Lizann withdrew into her own dark world now, and for the next two days she hardly spoke to Jenny, pretending to be asleep when she heard her brother or her aunt coming in.

‘Poor soul,' Lou sighed to Jenny, ‘but maybe sleep's the best thing for her.'

‘I'm worried about her,' Jenny confided. ‘She hasn't eaten anything, yesterday or today.'

‘Dinna force her. She'll eat when she feels like it.'

It didn't seem right to Jenny to let anyone keep refusing food.

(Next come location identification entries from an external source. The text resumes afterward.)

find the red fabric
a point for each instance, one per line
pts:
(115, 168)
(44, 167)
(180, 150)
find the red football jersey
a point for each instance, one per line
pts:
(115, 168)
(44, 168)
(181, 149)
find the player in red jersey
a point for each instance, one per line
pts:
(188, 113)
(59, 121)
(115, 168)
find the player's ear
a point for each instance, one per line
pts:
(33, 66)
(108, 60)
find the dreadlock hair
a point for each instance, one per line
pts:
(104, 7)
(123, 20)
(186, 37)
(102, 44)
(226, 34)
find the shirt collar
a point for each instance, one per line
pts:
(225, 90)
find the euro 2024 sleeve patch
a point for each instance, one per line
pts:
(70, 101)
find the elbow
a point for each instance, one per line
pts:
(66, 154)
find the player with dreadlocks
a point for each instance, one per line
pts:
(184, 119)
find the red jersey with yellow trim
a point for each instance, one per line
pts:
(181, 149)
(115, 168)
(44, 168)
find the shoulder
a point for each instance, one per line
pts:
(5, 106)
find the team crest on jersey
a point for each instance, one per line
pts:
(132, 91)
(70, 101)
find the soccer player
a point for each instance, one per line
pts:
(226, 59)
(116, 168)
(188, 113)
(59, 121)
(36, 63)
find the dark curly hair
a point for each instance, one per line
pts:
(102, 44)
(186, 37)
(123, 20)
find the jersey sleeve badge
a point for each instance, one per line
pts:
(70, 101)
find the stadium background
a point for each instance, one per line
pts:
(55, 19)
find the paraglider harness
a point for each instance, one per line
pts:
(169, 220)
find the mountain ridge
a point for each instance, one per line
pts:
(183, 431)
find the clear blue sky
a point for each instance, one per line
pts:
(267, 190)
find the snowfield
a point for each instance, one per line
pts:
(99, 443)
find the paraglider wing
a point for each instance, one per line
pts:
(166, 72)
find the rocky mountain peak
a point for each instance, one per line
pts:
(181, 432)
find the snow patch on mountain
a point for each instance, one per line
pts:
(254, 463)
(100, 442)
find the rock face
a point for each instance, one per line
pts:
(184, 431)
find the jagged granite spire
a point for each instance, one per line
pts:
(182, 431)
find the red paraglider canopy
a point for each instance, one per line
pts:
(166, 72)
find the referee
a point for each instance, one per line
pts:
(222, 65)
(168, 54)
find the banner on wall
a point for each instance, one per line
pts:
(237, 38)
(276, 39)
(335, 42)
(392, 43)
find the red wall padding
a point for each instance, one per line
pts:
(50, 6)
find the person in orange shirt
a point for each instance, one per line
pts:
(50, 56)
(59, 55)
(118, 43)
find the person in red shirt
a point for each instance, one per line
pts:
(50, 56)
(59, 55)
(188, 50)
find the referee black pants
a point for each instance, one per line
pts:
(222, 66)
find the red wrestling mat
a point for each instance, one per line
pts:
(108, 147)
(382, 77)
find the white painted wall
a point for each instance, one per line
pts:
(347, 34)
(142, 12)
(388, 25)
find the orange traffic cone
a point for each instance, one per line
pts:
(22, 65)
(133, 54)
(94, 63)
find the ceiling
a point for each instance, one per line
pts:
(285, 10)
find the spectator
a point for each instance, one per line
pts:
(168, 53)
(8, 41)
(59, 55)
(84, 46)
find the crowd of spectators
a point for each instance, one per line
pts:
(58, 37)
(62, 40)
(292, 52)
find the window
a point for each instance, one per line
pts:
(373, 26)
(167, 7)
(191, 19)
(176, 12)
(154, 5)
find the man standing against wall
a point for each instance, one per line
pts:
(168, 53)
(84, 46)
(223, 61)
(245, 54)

She said nothing when her patient left her breakfast untouched, but she couldn't hold her tongue at dinner-time. ‘You'll never get your strength back if you carry on like this,' she scolded gently, when Lizann shook her head. ‘Come on, try some of this lentil soup, it'll do you good.'

Lizann picked up the spoon listlessly, but after a few mouthfuls, she set it down again, her lips pursed. Wondering if she should coax her appetite with invalid foods, Jenny made scrambled eggs for supper, and was about to take through the tray when someone knocked at the door.

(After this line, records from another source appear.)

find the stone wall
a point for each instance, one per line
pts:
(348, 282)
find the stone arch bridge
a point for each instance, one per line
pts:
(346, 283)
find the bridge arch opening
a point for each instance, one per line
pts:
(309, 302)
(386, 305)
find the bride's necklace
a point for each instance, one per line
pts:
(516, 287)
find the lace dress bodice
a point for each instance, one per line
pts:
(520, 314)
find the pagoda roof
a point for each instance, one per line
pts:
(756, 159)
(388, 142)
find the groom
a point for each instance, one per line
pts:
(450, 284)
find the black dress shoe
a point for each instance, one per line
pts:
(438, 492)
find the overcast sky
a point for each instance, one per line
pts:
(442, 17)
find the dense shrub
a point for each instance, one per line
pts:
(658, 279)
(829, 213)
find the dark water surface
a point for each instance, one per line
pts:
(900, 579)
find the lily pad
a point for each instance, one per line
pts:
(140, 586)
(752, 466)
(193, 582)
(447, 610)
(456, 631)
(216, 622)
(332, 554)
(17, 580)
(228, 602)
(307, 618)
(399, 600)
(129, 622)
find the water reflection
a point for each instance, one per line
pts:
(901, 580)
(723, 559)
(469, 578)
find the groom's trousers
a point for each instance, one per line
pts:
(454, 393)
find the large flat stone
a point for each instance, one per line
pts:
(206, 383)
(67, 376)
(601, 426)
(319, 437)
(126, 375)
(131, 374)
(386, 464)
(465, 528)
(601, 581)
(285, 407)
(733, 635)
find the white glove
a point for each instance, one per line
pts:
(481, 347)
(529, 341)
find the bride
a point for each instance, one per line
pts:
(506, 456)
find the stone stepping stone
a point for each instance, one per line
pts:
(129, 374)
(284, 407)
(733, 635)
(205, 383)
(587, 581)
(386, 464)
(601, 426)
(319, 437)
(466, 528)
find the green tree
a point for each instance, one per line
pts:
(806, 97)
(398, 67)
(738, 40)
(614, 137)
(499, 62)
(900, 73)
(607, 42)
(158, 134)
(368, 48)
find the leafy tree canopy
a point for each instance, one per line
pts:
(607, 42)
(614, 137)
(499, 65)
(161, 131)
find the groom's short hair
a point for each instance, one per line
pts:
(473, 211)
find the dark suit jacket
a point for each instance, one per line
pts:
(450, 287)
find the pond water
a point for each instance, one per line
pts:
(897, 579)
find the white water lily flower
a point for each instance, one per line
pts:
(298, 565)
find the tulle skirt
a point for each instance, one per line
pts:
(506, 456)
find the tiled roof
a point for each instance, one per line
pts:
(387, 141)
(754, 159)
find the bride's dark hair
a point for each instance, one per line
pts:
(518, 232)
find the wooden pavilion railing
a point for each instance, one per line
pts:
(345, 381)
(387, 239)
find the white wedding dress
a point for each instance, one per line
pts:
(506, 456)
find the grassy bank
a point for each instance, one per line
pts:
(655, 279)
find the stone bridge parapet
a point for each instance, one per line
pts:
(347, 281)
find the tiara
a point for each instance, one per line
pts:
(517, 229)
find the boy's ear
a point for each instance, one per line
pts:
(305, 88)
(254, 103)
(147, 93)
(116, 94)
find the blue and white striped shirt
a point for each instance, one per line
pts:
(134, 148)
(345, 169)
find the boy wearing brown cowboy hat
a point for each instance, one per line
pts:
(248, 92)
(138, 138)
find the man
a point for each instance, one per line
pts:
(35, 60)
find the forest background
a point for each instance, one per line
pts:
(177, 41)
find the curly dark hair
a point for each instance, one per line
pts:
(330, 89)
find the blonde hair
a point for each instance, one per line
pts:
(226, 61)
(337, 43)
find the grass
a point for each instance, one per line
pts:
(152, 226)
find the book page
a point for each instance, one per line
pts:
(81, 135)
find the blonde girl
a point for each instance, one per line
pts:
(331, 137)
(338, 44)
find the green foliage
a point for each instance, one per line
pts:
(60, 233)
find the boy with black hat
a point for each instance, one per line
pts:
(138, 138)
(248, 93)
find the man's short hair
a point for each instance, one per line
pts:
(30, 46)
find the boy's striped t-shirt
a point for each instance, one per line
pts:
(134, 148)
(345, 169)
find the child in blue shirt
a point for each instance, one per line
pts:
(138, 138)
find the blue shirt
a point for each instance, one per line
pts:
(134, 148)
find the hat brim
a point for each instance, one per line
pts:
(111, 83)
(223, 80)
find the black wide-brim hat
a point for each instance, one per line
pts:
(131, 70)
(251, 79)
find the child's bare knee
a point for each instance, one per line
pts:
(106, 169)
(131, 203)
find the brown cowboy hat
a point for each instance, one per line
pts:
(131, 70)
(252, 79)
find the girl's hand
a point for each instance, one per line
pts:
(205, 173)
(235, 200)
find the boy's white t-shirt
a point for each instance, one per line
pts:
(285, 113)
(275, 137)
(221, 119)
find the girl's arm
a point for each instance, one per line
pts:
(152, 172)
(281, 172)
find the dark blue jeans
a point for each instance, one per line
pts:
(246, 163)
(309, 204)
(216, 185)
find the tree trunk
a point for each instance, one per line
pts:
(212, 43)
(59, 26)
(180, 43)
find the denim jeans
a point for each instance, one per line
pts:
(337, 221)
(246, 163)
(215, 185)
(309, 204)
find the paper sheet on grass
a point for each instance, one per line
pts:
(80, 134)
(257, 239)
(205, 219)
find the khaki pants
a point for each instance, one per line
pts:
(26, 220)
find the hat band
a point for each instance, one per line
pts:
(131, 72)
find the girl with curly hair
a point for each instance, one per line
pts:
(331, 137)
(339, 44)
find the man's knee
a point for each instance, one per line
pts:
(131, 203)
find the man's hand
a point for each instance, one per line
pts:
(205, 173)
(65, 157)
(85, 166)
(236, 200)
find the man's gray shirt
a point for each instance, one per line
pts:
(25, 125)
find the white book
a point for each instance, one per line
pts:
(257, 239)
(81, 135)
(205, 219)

It was Peter Tait. ‘I'm not coming in,' he said. ‘I just wanted to know how Lizann is now.'

‘She's not eating,' Jenny told him, sadly, then inspiration hit her. ‘Would you take this through to her? She might eat it for you.'

Love for Lizann almost shoked him when he saw that she looked even worse than on the morning she'd been sobbing in his arms, but he managed to joke. ‘It's the waiter, Lizann, and the chef'll sack me if you don't eat every mouthful.'

A ghost of a smile touched her lips. ‘Oh, Peter.' It was all she said, but he was sure he could detect a fondness in her voice.

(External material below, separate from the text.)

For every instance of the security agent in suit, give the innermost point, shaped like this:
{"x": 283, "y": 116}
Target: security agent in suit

He stood over her until the plate was empty then moved the tray to the chest of drawers and sat down on the bed. Taking her hand, he said, ‘I don't like to see you so down, my dear. You're not the Lizann we knew, so will you please try to come back to us? Please, for me?' The pressure of her fingers encouraged him. ‘I know you're suffering, and you likely think you'll never get over this, but George wouldn't want you to give up. You're young, you're a lovely girl …'

Her eyes clouded, and he said quickly, ‘I'm speaking as your friend, Lizann, but I'd better go. My wife'll be wondering why I'm late. You'll remember what I said, now?'

She nodded weakly and when he stood up, she murmured, ‘Thanks, Peter, it was good of you to come.'

Jenny was delighted to see the empty plate when he took back the tray. ‘You've fairly done the trick, Peter. You should be here all the time.'

Wishing that were possible, he smiled and took his leave, but on his way home he wondered if Jenny knew how he felt about Lizann … but she wouldn't have made that last remark if she did. He had wanted to tell Lizann herself that he still loved her, and it was only her unease when he said she was a lovely girl that had stopped him. It was also why he had mentioned his wife.

As he had expected, Elsie was angry when he went in. ‘Where the hell have you been?' she demanded. ‘Your supper's been ready for the past hour.'

‘I'm just half an hour late,' he said, calmly. ‘I went to see Lizann.'

‘Again? You know I don't like you going there.'

‘I'm glad I went, for she hadn't been eating. Jenny asked me to take through her supper.'

‘I suppose she ate it for you.'

‘She did, and not before time – she's just skin and bone.'

‘You'd surely had your arms round her again to know that?'

Peter looked at her with distaste. Her face was plumper than when he first knew her, and after two children her waist had thickened. Not that either of that would have mattered if he loved her, but he didn't. He never had! ‘No, Elsie,' he said, ‘I didn't have my arms round her, much as I wanted to.' Her gasp gave him a small degree of pleasure.

Furious inside, Elsie tried to laugh it off. ‘So you can keep your hands off her, but I bet you can't keep your hands off me.' She came forward now, her breasts swelling almost out of the low-cut nightdress she always wore for him, and with her dark-ringed nipples so close to him, he groaned hopelessly. ‘No, you bitch! I can't.' He pulled her into his arms and thrust himself against her as she laughed in his face.